Most notably, the right ventricle differed from the left in terms of both the timeline and severity of its response to stress. For example, the left ventricle grew in width whereas the right ventricle grew in length several weeks into the study.
The researchers also found that this model of heart failure developed secondary pulmonary hypertension, which is high blood pressure in the lungs and a common condition in late stage heart failure patients. This means that researchers can use the same animal model to study both heart failure and the associated lung problems, and gain a better understanding of heart failure as a whole.

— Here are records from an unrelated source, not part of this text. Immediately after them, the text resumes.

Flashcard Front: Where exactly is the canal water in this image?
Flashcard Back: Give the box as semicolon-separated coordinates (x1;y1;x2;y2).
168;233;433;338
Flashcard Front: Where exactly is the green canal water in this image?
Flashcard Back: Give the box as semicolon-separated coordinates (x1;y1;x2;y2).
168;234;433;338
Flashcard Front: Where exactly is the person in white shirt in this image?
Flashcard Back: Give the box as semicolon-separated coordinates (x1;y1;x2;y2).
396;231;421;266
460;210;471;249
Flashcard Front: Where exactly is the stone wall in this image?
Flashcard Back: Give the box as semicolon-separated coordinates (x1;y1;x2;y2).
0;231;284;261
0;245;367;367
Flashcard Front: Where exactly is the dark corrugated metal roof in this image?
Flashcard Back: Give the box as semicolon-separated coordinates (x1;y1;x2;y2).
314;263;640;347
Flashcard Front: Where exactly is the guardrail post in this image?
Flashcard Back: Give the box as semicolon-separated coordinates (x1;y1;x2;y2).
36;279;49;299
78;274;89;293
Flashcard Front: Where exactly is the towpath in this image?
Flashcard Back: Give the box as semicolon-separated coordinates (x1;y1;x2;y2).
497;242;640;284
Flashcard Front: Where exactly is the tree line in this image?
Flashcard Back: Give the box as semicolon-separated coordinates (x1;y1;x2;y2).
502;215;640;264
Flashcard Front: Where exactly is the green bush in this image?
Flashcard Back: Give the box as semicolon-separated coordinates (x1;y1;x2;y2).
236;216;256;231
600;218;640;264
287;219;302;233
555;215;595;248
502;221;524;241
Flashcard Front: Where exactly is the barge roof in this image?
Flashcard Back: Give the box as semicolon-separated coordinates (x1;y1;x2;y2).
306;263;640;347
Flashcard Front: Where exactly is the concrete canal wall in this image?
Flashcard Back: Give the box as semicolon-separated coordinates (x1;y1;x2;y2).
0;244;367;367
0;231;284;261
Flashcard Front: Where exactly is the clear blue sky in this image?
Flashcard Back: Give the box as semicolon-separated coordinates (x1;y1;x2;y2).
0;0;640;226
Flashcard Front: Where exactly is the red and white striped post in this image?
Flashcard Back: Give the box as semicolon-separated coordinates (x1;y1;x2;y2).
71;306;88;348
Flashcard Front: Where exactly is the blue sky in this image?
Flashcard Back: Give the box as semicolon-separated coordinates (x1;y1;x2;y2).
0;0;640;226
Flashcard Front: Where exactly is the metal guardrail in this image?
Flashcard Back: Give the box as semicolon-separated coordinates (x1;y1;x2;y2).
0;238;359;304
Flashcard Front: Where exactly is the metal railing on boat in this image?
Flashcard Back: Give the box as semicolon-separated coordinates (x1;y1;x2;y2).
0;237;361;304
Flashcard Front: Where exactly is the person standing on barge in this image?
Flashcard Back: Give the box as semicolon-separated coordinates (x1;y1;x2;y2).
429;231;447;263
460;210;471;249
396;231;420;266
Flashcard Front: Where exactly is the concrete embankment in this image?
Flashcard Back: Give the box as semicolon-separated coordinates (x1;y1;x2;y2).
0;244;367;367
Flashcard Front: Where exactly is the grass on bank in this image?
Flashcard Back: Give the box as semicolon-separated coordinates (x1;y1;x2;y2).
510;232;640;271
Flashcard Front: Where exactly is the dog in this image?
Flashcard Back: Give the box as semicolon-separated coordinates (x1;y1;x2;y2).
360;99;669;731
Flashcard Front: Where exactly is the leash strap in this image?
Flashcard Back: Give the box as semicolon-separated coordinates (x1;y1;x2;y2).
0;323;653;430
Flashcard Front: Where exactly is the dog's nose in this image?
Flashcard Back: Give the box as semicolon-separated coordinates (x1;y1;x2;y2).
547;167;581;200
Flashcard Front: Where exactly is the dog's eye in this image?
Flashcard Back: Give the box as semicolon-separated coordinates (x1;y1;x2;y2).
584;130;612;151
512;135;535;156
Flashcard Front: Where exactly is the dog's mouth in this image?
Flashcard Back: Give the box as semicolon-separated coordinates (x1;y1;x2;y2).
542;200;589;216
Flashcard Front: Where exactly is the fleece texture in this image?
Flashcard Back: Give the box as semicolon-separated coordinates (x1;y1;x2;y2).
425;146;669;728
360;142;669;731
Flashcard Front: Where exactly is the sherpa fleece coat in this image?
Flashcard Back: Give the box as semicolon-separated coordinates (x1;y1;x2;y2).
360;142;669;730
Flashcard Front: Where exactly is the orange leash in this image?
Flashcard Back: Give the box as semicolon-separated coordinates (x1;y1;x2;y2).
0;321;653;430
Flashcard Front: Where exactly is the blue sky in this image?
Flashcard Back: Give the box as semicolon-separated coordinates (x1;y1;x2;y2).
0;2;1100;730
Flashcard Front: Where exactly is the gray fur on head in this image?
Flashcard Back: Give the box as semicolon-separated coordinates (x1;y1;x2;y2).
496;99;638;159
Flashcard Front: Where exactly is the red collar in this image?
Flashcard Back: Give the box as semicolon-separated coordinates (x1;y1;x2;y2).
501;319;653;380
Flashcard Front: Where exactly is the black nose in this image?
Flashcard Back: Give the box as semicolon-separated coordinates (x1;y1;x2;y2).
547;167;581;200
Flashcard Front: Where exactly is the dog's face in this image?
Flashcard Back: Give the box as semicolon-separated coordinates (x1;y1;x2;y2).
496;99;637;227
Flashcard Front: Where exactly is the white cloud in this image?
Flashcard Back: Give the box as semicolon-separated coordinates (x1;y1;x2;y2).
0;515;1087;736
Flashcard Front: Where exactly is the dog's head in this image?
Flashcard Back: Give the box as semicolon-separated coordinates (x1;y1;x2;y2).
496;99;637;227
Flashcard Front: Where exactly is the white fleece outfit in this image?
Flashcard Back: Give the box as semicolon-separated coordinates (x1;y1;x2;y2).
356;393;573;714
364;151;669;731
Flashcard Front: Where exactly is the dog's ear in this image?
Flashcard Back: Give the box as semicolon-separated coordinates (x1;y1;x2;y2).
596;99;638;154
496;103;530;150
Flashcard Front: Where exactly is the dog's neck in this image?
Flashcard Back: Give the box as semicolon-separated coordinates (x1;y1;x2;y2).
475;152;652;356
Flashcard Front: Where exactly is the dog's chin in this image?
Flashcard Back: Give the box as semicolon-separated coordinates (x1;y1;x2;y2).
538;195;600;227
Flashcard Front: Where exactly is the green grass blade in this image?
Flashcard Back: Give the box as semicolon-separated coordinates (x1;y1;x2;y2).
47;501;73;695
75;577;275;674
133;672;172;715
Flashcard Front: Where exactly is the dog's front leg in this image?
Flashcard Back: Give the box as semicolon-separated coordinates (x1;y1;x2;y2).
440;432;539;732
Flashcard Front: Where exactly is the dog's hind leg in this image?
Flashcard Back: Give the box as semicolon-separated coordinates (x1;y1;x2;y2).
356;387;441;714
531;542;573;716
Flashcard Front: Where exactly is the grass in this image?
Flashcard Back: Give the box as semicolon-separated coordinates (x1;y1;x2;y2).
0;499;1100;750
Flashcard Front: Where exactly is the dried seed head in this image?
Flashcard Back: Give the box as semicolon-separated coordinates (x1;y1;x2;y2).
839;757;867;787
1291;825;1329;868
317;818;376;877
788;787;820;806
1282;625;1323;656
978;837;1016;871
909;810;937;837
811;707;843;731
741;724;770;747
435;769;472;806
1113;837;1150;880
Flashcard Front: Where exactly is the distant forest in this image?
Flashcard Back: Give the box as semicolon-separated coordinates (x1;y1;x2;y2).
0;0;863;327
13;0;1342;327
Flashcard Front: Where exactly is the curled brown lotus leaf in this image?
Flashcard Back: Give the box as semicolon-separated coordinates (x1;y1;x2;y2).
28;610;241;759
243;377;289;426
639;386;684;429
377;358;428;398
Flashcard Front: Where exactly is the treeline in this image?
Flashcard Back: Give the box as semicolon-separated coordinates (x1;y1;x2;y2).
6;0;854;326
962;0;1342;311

These findings have important implications for patients. Recent studies suggest that poor right ventricular function and high pressure in the lungs both lead to higher mortality in heart failure patients. Assessing and treating these patients with both ventricles in mind is the next logical step in clinical practice.
“I’m hoping this paper will remind both cardiac researchers and clinicians about the importance of the right ventricle,” says Platt.
Nadya Romanova (University of Guelph) and Keith Brunt (Dalhousie University) were also involved in the study. The study was funded by the National Science Research Engineering Council, Canadian Institutes of Health Research, and the Heart and Stroke Foundation of Canada.